The pilot program run by Bellevue Hospital, the New York City Police Department and the New York City Fire Department will test the ability of response teams to recover kidneys from people who die at home or other residential settings of cardiac arrest.

Officials say the program is starting with kidneys because they are the easiest to preserve and recover.

The program is the first of its kind in the United States, and health experts say it could dramatically change organ donation across the country. It is already common practice in some parts of Europe.

"They've been that way for 15, 20 years. We are losing opportunities throughout this country every single day,” said Dr. Lewis Goldfrank, director of emergency services at Bellevue Hospital.

“We anticipate organs obtained in this way, there would be so many, it would completely eliminate the wait list for kidneys in this country, completely eliminate,” said FDNY Divisional Medical Director Dr. Bradley Kaufman. “That would be a huge impact."

Regina and Mark Mirailh lost their 31-year-old son James in a car accident just over a decade ago. Seven of his organs were donated to different people. They say had he not died in the hospital, they would not have been able to honor his wish to be an organ donor.

“Sometimes in life you can actually give someone another life,” said Regina Mirailh.

The donor criteria are tight. Only donors between the ages of 18 and 60 already signed up on the state registry will be eligible. Even then, donation will only occur with consent of family or next-of-kin. Creators of the plan say they've done everything they can to put measures in place to make sure donor and family wishes are protected – and that they know medical professionals will still do everything they can to save their loved ones.
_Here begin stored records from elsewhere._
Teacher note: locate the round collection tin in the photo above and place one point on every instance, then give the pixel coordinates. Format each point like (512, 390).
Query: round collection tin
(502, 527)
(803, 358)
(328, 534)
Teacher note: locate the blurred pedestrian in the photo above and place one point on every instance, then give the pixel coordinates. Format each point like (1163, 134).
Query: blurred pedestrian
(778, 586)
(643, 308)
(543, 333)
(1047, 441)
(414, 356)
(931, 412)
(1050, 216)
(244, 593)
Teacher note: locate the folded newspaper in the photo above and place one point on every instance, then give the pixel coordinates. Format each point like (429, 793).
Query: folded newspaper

“Sometimes people are pronounced in the field and only at that time will this process occur,” said Kaufman.

The pilot program is set to run through May. Because of the strict donor criteria, doctors say from a statistical standpoint it’s likely they will only perform one or two transplants throughout the pilot, if any. What they say they are mostly testing here is a process, and whether the public will respond to this as an acceptable approach to saving lives.

The New York Organ Donor Network says about 8,000 New Yorkers are waiting for an organ donation, but only 285 donations were made last year.